C'est un sentiment étrange. Quel est le concept de liberté quand on est un.e Noir.e d'une île des Caraïbes qui n'est pas indépendante ? Et quand on vit à l'étranger ? Bien que des luttes pour l'indépendance aient eu lieu dans les années 60-70, comme partout où le mouvement de décolonisation s'est étendu, la Guadeloupe est restée un territoire français d'outre-mer, pour le meilleur et pour le pire. Quoi qu'il en soit, j'ai toujours un sens aigu de mon identité caribéenne et je perçois les autres territoires caribéens à travers ce prisme. C'est pourquoi j'oublie facilement qu'il existe d'autres îles des Caraïbes qui ne sont pas encore indépendantes. En 2017, la chanson à succès "Despacito" de Luis Fonsi et l'ouragan dévastateur Maria ont remis en lumière la situation paradoxale de Porto Rico. Cette île peut avoir un grand impact sur la culture pop mondiale, mais elle est une colonie américaine incapable de mener son propre destin politique. 

Sorti en 2017, le documentaire "Colonization is Extinction" de Walter et Jessica Alomar explique l'histoire de Porto Rico en 40 minutes. Invasion, répression, génocide, contamination, corruption... Experts et militants politiques nous font un rapide tour d'horizon des raisons qui ont conduit à la lutte actuelle pour l'indépendance. En regardant, je n'ai pu m'empêcher de penser à la ressemblance entre Porto Rico et les territoires français d'outre-mer. La stérilisation forcée à la Réunion, les essais nucléaires en Polynésie française, l'empoisonnement des terres en Guadeloupe et en Martinique, l'immigration massive organisée parce que la vie n'est plus viable, la gentrification en cours... Et la question demeure toujours : comment des êtres humains peuvent-ils traiter d'autres êtres humains de cette façon ? Sincèrement, je pense que la réponse à cette question spécifique n'a plus beaucoup d'importance. Il s'agit plutôt d'amener une prise de conscience, afin que les gens puissent avoir la liberté et la capacité d’action dans la façon dont ils mènent leur vie.

En tant que femme noire originaire de la Guadeloupe et vivant en France depuis 15 ans maintenant, les moments les plus intéressants ont été les interviews de rue avec des Portoricains d'origines diverses. Certains sont nés sur l'île mais ont immigré très tôt aux États-Unis. D'autres sont des descendants de première ou deuxième génération qui ne sont jamais allés à Porto Rico ou qui n'y sont allés que quelques fois... Toutes les expériences sont valables, mais aucune de ces personnes n'avait jamais ou à peine entendu parler des projets de loi et des actions mises en place par le gouvernement américain pour bloquer l'autonomie de Porto Rico. L'ignorance tue toute chance de se battre pour la justice quand on vous fait du tort et qu'on vous vole votre propre avenir. Elle tue toute chance de savoir qui vous êtes. Et pour moi, c'est de cela dont il est question dans "La colonisation, c'est l'extinction". Il ne s'agit pas seulement de la lutte pour l'indépendance ou de l'explication de la crise économique. Il s'agit de préserver l'identité, l'histoire et la culture d'une nation par tous les moyens nécessaires.

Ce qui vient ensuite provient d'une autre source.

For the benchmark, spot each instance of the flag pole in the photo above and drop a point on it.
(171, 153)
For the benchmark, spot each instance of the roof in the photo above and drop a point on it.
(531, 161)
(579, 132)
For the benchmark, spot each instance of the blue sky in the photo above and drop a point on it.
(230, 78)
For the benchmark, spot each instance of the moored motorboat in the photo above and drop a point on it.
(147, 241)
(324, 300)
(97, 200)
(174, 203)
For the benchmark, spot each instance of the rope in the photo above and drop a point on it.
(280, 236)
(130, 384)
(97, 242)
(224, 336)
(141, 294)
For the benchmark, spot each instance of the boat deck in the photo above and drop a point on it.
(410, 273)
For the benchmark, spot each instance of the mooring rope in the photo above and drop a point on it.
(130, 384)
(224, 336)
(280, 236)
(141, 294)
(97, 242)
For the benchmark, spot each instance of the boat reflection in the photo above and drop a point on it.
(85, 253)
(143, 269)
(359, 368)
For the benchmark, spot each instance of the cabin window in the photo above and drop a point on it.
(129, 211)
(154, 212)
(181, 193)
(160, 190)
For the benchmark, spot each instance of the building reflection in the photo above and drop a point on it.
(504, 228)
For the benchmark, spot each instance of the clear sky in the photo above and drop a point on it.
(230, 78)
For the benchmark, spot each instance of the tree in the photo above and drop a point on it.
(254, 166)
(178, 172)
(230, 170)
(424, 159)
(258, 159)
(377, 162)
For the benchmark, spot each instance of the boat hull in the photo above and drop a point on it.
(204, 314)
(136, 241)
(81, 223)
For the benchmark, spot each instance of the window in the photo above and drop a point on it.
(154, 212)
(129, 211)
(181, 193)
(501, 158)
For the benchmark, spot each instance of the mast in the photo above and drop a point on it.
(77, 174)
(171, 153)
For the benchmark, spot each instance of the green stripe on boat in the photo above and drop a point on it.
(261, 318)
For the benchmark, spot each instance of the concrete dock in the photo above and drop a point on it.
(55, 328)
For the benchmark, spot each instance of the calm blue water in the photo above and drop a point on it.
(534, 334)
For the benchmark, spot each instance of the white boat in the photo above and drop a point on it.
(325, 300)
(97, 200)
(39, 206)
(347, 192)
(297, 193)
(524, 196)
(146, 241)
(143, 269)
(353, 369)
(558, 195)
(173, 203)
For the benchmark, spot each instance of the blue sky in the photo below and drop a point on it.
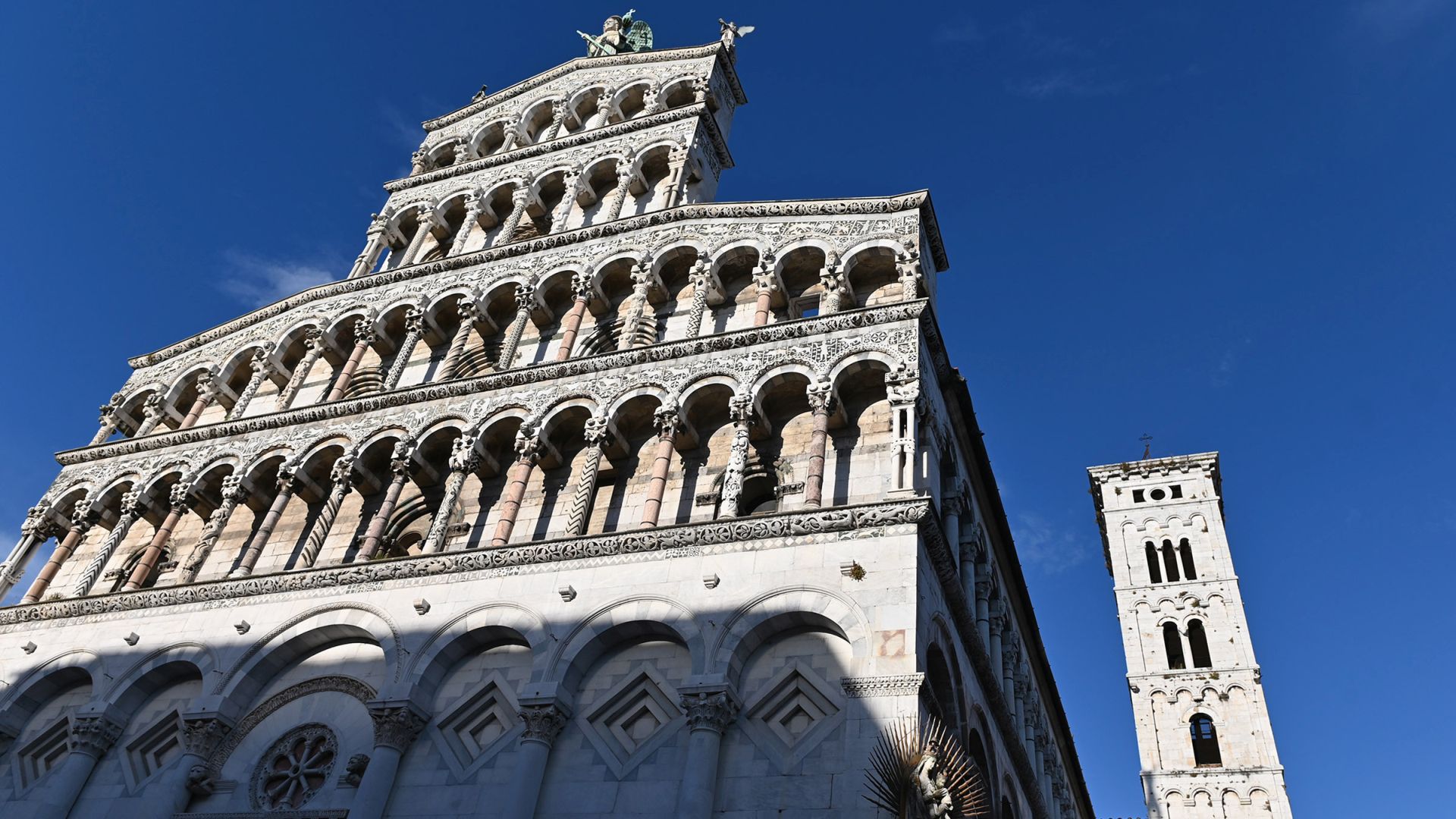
(1229, 226)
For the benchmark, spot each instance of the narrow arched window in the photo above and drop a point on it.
(1185, 553)
(1199, 645)
(1204, 741)
(1153, 573)
(1169, 561)
(1172, 643)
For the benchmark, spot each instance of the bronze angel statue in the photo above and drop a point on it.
(620, 34)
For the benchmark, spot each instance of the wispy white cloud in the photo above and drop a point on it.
(1397, 19)
(965, 31)
(1066, 83)
(258, 281)
(1049, 547)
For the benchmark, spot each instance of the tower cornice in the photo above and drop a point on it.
(573, 140)
(634, 58)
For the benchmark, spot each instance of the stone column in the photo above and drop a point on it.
(82, 519)
(469, 314)
(909, 267)
(821, 403)
(544, 725)
(472, 218)
(202, 732)
(400, 469)
(181, 500)
(632, 324)
(833, 280)
(558, 114)
(677, 161)
(128, 513)
(373, 246)
(764, 286)
(595, 433)
(666, 420)
(740, 409)
(262, 368)
(619, 194)
(235, 491)
(1011, 657)
(91, 739)
(463, 461)
(993, 646)
(341, 480)
(397, 725)
(108, 420)
(528, 449)
(513, 335)
(708, 717)
(571, 187)
(312, 349)
(363, 337)
(571, 324)
(150, 414)
(702, 283)
(414, 331)
(427, 223)
(599, 118)
(519, 197)
(34, 531)
(287, 483)
(983, 617)
(206, 392)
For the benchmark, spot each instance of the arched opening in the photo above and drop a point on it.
(1185, 553)
(1155, 575)
(1172, 643)
(1199, 645)
(1169, 561)
(1204, 741)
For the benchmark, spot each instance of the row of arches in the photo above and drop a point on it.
(582, 465)
(545, 118)
(1164, 563)
(347, 664)
(563, 197)
(573, 311)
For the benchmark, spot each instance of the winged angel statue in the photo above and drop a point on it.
(620, 34)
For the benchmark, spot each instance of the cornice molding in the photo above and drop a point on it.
(437, 564)
(573, 140)
(635, 58)
(915, 200)
(507, 379)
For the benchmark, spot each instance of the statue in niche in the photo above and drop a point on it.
(620, 34)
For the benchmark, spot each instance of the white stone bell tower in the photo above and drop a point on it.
(1203, 729)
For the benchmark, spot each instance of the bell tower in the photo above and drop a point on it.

Walter Alomar est le président de l'Organisation pour la culture d'origine hispanique (OCHO). Le 20 juin 2022, il participera aux audiences des Nations Unies sur la décolonisation de Porto Rico, des Samoa américaines et de 17 autres colonies dans le monde. Il est l'un de ceux qui ont des connaissances et qui sont prêts à les partager pour créer un changement.

Quel est le concept de liberté quand on est originaire d'une île des Caraïbes qui n'est pas indépendante ? Et quand on vit à l'étranger ? C'est savoir qui on est, d'où on vient, et se soucier que les autres le sachent aussi.